Baiji North Refinery Complex

In this handout photo provided by the USGS, A satellite view shows smoke billowing from the Baiji North refinery complex on June 18, 2014 in Baiji

All eyes have been on risks to Iraq’s continued ability to supply world markets with oil, but power generation is critical to keeping regional populations calm and facilitating oil industry operations. The violently-contested Baiji refinery supplies refined products to the domestic market, but there is also a 1,320 MW power plant nearby that supplies 10% of the country’s electricity.
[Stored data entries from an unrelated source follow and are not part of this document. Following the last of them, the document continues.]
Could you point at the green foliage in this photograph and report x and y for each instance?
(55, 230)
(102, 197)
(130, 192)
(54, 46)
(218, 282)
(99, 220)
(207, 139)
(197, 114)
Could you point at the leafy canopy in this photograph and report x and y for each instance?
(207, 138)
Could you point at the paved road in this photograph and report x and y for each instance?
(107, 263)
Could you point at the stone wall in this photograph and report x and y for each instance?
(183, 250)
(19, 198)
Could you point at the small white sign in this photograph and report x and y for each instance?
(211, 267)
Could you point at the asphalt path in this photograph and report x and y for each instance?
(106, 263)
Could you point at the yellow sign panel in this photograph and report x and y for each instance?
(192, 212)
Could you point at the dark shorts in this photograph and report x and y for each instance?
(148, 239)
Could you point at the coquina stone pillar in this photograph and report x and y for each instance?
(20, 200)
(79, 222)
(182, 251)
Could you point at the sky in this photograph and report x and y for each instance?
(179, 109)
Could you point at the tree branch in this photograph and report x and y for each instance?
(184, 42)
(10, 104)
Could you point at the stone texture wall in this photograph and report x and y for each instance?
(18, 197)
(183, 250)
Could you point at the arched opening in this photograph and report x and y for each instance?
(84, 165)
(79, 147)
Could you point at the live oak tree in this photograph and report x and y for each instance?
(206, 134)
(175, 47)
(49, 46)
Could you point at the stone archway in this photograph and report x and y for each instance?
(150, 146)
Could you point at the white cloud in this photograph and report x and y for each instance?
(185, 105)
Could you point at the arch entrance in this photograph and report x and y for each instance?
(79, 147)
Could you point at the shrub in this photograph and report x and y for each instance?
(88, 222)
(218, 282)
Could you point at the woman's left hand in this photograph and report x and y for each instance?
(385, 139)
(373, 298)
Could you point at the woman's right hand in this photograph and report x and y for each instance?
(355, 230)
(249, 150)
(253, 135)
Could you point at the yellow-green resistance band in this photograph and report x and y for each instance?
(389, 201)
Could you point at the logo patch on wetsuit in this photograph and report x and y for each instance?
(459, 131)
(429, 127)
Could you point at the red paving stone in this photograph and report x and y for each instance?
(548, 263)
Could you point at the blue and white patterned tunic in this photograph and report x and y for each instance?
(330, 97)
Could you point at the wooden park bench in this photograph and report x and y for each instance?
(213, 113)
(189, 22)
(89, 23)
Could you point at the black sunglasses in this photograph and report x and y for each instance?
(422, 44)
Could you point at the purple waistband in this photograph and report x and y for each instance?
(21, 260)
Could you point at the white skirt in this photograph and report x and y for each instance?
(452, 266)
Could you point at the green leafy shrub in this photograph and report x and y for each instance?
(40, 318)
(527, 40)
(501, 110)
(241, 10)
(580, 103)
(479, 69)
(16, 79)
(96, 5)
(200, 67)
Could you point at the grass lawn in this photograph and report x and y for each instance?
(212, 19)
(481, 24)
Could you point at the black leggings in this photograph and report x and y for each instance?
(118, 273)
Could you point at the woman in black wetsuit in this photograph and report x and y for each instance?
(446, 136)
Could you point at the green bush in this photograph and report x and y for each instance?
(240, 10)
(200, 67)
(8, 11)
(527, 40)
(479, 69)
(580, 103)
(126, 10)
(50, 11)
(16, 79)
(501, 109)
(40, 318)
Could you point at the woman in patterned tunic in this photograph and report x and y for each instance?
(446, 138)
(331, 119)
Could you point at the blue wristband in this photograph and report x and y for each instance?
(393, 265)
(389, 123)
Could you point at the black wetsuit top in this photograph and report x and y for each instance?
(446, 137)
Power shortages and strains to the electrical grid could necessitate shifting loads to major population centers like Baghdad and away from energy-intensive southern oil operations, which could thus negatively impact production and export volumes.
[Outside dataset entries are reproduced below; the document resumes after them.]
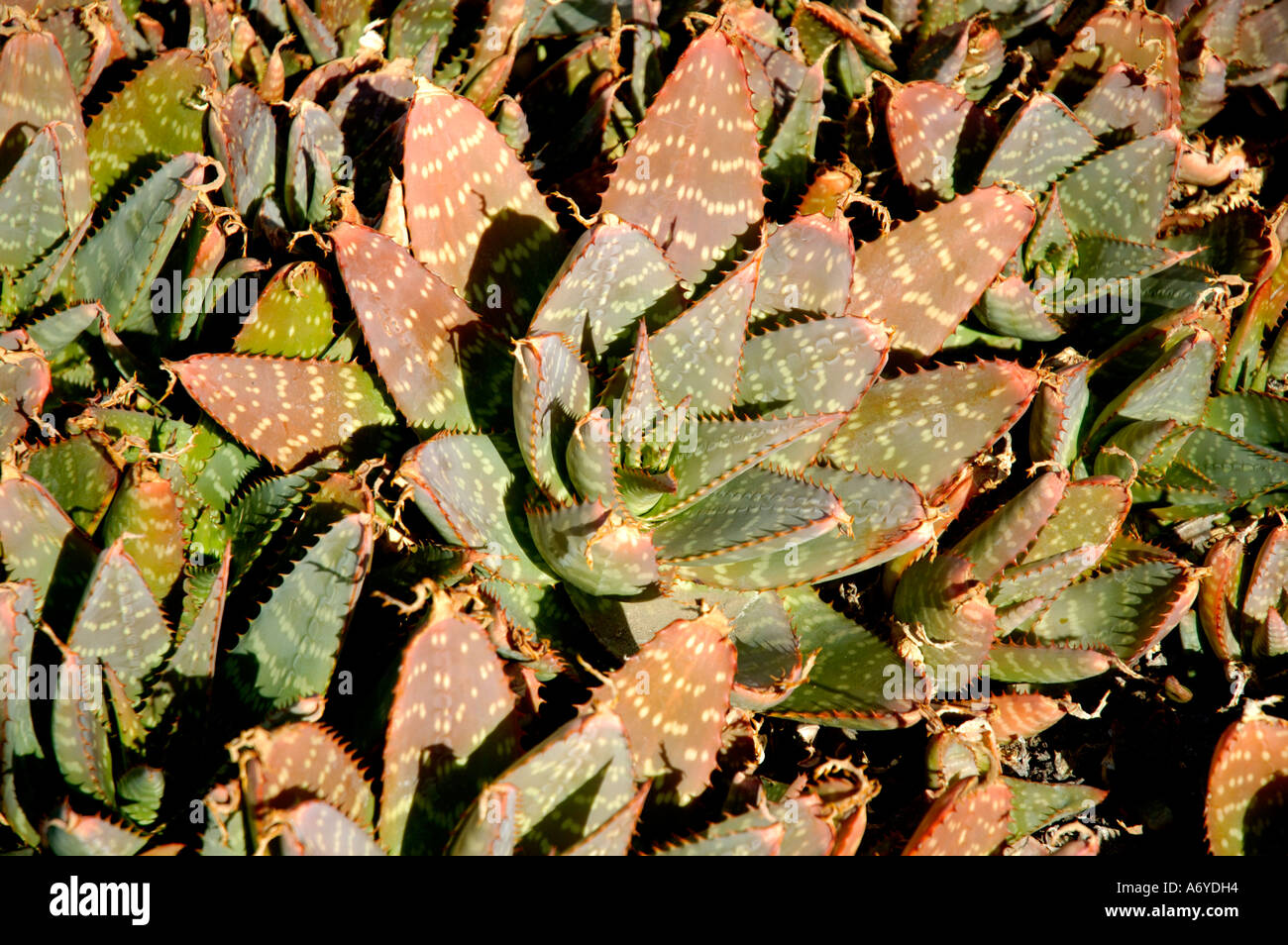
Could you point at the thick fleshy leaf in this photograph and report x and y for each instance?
(745, 834)
(925, 426)
(1010, 308)
(44, 197)
(314, 154)
(848, 683)
(709, 334)
(932, 132)
(613, 277)
(1128, 609)
(790, 155)
(290, 648)
(1219, 597)
(1090, 512)
(146, 515)
(475, 215)
(1122, 192)
(673, 696)
(40, 542)
(1173, 387)
(38, 90)
(563, 789)
(957, 623)
(159, 114)
(1247, 783)
(287, 411)
(613, 837)
(760, 512)
(416, 24)
(1057, 413)
(922, 277)
(552, 391)
(1138, 37)
(300, 760)
(1022, 716)
(717, 451)
(80, 729)
(467, 488)
(120, 623)
(691, 175)
(595, 548)
(90, 834)
(805, 269)
(314, 828)
(421, 335)
(451, 696)
(1128, 101)
(80, 476)
(1004, 537)
(969, 819)
(1024, 662)
(1269, 579)
(888, 518)
(244, 140)
(822, 366)
(1034, 804)
(20, 746)
(197, 651)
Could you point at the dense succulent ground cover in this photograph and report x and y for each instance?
(596, 428)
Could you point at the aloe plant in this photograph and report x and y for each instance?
(490, 429)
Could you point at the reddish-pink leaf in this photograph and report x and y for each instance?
(415, 326)
(1248, 786)
(969, 819)
(451, 695)
(299, 760)
(691, 176)
(475, 215)
(673, 696)
(923, 275)
(284, 409)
“Iraq has made great strides in improving grid access, but continued poor reliability has encouraged widespread use of diesel-fired generators. Diesel-fired electricity in Baghdad alone totaled at least 1000 MW. Even before recent events, peak summer power demand, which is 50% higher than the rest of the year, was expected to strain the system. Power curtailments, particularly during peak summer months, could fuel public unrest in parts of the country that Prime Minister Maliki will need to keep under control. Previous summer blackouts have sparked protests in key southern cities such as the oil hub Basra. Now that refined product output from Baiji and associated gas from the Northern oil fields are at risk, these sources may not be able to fuel thermal generation in the rest of the country. … In addition to ensuring power supply to the populace, stable power provision from the grid is essential to the continued operation of Iraq’s energy industry. These southern facilities are consuming even more power in recent years, as production has ramped up rapidly from gas and water reinjection facilities. Stable power supply is essential for pump stations, refineries, and injectors to function properly. Therefore, a cut-off of electricity supply to Baghdad and other major population centers could require redirecting power away from the southern oil facilities to the further detriment of oil production levels.” – Barclays Geopolitical Instant Insight – “Iraq: Off the grid?”



  • spec9

    Wow. That place really is a big desert.

    • Mohammad Fadhil

      Yep, we have a lot of desert to the west. But, apparently, you haven’t seen the marshes of the south, nor the mountains of the north.